L’Europe est et doit rester terre d’asile. Les individus dont la vie ou l’intégrité physique sont menacées par des circonstances qu’ils sont contraints de fuir doivent pouvoir continuer à compter sur l’accueil et la sollicitude en Europe. Idéalement, un système et une logique européenne de l’asile et de la protection temporaire sera mis en place afin d’assurer l’uniformité des critères d’admission aux statuts de protection.

L’État de droit devrait être une évidence en Europe. La prévisibilité des décisions politiques, la constance substantielle des constitutions et des lois, l’absence d’arbitraire d’État, le refus du favoritisme politique et de la corruption devraient s’imposer de manière universelle et incontestable. Or, nous constatons que les entorses aux principes de l’État de droits se multiplient à travers l’Union européenne. Cet état des choses est déplorable et alarmant: presque trente ans après la généralisation de la gouvernance démocratique sur tout le continent européen, de nouvelles tendances autoritaires apparaissent, dans le discours de certains partis d’opposition aussi bien que dans la pratique de gouvernement d’autres. L’Union européenne est une communauté de droit et de valeurs, consacrés dans et par le Traité constitutif. Elle ne saurait admettre des dérives de gouvernance en son sein qui violent l’esprit et la lettre du Traité.

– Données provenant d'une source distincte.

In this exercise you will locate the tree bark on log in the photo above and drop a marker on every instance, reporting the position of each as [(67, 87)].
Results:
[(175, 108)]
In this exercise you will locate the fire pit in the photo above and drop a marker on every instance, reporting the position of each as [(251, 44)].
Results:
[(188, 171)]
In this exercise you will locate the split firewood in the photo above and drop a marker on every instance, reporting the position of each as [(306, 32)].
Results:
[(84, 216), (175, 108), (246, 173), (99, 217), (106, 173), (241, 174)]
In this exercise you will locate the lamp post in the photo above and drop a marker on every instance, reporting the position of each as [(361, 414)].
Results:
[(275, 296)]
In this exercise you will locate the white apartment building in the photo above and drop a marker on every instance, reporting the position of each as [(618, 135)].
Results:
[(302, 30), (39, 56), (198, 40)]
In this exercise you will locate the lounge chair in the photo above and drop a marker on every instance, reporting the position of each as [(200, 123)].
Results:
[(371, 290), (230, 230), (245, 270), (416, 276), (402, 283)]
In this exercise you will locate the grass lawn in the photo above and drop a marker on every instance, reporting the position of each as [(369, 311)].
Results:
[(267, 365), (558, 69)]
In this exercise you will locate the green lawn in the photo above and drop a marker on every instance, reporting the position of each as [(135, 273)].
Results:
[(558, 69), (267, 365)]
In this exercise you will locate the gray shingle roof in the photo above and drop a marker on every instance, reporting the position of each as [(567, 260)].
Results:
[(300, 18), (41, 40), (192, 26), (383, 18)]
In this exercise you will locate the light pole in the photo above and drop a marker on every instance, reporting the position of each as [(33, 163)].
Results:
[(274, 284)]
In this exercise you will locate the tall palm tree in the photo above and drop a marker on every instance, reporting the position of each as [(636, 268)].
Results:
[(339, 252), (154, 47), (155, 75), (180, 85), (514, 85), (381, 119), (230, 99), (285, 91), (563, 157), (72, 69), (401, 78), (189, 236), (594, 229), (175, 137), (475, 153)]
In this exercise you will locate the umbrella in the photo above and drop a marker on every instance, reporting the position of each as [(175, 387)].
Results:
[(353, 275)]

Les défis en matière de droits fondamentaux sont nombreux – plus nombreux que ceux qui viennent d’être esquissés. Votre rapporteur a cependant souhaité focaliser son texte sur ce qu’il considère comme les priorités absolues en ce moment. Non seulement le volume de ce rapport d’initiative est limité par le règlement, mais votre rapporteur estime que pour envoyer un message politique clair et fort, il serait utile que nous nous concentrions sur quelques grands sujets de préoccupation.

En même temps que ce rapport, le précédant de peu ou devant le suivre en peu de temps, d’autres rapports sont présentés qui reflètent l’attention que porte le Parlement européen aux droits et libertés dans tous les contextes. Votre rapporteur est d’avis qu’il ne faudrait pas que ce rapport-ci reprenne en détail tous les sujets abordés spécifiquement dans d’autres rapports parlementaires. Voilà pourquoi il suggère une approche plus centrée et concise.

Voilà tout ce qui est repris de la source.